Orders of magnitude

Mon Mar 29 18:21:57 EST 2004

Christian Tismer wrote:
> Robert Brewer wrote:
> > I'm dedup'ing a 10-million-record dataset, trying different 
> approaches
> > for building indexes. The in-memory dicts are clearly 
> faster, but I get
> > Memory Errors (Win2k, 512 MB RAM, 4 G virtual). Any 
> recommendations on
> > other ways to build a large index without slowing down by a 
> factor of
> > 25?
> 
> So, here we go.
> The attached script processes a gigabyte of data, one
> million records, in about a minute on my machine, and
> finds the single duplicate.

Thanks, Christian! Looks like someone's been having fun. ;)

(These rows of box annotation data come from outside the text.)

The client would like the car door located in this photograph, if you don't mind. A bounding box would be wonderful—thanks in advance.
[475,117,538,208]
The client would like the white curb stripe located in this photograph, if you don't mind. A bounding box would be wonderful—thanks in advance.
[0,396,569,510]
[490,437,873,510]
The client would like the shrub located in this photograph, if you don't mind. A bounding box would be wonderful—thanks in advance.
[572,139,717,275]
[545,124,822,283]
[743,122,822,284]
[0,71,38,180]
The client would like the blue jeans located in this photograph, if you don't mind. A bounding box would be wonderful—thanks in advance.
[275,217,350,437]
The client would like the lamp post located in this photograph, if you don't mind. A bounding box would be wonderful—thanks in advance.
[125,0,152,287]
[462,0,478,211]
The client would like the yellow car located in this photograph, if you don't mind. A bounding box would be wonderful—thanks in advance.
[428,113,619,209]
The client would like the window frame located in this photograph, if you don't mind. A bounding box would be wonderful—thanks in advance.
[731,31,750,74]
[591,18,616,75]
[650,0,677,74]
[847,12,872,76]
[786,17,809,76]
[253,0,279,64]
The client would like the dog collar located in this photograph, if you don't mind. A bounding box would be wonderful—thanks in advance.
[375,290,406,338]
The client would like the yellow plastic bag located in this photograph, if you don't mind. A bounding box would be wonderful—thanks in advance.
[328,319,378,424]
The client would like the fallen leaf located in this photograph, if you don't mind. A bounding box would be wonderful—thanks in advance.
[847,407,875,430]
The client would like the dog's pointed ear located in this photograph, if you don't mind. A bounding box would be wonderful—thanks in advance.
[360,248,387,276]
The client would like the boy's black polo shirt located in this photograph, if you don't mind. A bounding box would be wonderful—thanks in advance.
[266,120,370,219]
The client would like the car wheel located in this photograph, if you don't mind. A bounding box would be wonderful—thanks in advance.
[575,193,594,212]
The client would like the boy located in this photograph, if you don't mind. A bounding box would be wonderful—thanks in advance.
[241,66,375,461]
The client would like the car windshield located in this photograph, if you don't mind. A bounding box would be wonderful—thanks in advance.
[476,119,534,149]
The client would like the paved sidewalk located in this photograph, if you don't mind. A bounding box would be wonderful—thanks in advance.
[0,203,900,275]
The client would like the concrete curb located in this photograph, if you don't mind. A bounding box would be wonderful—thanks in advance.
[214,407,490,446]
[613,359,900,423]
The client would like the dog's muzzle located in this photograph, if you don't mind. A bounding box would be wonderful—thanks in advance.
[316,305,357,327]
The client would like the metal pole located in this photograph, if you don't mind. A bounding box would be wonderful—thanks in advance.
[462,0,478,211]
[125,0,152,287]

But I don't see how your solution avoids the problem, however (some code
snipped):

    def process_duplicates(self):
        for i in range(len(self.files)):
            seen = {}
            has = seen.has_key
            for k in range(self.flushes):
                bin = pickle.load(self.files[i])
                for key, value in bin:
                    if has(key):
                        self.duplicates += 1
                    else:
                        seen[key] = value

...that is, the 'seen' dictionary is what is growing too large on my
dataset; it ends up being about 7 million items. Actually, I have three
such dictionaries (3 different fields which I'm checking for dupes for
each record). The hashing might cut these sizes down a bit, but I think
I'm still going to end up having to cache 'seen' (which I call 'indices'
in my Directory.produce() method) somehow.

Current ugly code is at http://www.aminus.org/rbre/python/dedupe.py

Robert Brewer
MIS
Amor Ministries
fumanchu at amor.org